The waiter at Lavo on 58th and Madison Avenue is the quintessential good Manhattan waiter. He has picked up from contextual cues – namely, the four-person entourage that makes requests like: “Sebastian has a flight to catch tonight, he needs to be served first” – that Vettel is a very important person indeed. It is also evident by the slightly bewildered way that he brings Vettel’s dinner to him – eye contact? No eye contact? Speak to him directly? Don’t speak to him directly? Wait until he stops checking football scores on his iPhone or just barge right on? – that he has absolutely no idea who Vettel is.

He tentatively but efficiently brings Vettel a meal of steak, potatoes and vegetables. As Vettel drinks half a beer, he recounts his day. He’s in New York for a press conference for the Grand Prix of America, a race across the Hudson River in Weehauken, New Jersey that hopes to be included on the 2013 Formula One race calendar.

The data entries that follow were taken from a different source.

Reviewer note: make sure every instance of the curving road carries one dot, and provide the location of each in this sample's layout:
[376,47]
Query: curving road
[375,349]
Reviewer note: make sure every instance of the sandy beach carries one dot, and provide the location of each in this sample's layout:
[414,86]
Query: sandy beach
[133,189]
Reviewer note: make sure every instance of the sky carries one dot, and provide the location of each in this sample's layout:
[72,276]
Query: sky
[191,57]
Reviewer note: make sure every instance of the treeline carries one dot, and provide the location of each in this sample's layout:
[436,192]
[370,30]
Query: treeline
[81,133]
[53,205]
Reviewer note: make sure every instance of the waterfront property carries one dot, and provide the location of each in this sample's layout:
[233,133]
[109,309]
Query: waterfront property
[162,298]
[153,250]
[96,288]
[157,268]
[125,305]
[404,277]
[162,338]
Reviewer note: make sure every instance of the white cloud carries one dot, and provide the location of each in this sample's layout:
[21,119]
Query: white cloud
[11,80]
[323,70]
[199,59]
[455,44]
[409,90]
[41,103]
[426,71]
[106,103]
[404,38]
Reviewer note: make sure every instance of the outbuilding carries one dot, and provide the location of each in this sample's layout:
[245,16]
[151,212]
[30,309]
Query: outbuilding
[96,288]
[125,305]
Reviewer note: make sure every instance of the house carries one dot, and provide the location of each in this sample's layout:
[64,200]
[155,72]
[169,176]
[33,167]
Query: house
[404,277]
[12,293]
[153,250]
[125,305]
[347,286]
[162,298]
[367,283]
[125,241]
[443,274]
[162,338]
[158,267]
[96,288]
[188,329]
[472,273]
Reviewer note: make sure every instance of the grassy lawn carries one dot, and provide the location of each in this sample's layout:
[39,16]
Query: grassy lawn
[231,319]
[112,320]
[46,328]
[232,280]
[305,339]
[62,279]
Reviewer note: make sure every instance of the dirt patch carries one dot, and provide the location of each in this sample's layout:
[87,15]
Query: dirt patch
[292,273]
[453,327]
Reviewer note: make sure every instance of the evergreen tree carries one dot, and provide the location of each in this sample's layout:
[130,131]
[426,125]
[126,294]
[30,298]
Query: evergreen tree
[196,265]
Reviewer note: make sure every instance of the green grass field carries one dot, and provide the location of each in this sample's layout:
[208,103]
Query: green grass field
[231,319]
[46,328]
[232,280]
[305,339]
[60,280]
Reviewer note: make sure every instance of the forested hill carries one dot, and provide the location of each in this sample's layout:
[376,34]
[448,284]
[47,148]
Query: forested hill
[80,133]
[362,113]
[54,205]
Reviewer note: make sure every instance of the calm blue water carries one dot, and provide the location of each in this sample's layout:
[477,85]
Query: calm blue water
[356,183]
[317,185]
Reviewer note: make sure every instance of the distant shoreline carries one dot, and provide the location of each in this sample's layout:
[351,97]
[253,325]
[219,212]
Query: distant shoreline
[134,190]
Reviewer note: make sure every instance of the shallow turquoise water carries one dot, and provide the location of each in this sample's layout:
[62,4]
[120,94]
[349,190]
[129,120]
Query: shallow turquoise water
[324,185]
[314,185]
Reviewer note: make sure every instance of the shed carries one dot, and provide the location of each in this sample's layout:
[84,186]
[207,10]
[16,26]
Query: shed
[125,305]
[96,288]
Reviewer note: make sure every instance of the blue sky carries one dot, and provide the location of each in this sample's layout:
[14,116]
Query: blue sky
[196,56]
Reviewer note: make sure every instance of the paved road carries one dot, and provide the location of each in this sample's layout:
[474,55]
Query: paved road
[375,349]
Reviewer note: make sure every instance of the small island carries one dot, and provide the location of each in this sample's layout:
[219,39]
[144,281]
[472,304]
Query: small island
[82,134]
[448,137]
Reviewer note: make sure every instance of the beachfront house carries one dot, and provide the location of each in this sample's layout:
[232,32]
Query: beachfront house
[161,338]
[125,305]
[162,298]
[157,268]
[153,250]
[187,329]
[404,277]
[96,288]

Vettel took several laps on the planned track – it’s a road course, like Montreal and Monaco – in a 348bhp Infiniti IPL G Coupe. Starting along the riverfront, the course has a 48m elevation change and Vettel thinks he’ll be able to hit in excess of 320kph on the straights. It also has an astonishing view of the New York skyline from the grandstands.

“There are a lot of fast, floating corners, and that’s what we, the drivers, really like,” Vettel says. “You need to have big balls. It should be real fun.” The police escort trailing behind him huffed and puffed and failed to keep up with Vettel as he blew over the speedbumps in the Infiniti at 130kph, uphill. After spinning a few donuts down by what would be pitlane entrance, Vettel unloaded his queasy passengers in front of the ferry terminal. But the day isn’t all about ditching the police and doing donuts. There are still the out-of-their-depth reporters who ask Vettel questions like: “Do you like being German?” (Vettel responded with a bemused “Do you like being American?”)

That morning, Vettel had left his room at the Rivington Hotel on the Lower East Side at 6am to wander the streets of downtown Manhattan. Vettel walked and walked and walked, enjoying the rare ability to be alone in the canyons of skyscrapers with just his thoughts and the early June sunrise.

“One person recognised me,” says Vettel. “It was a European tourist.”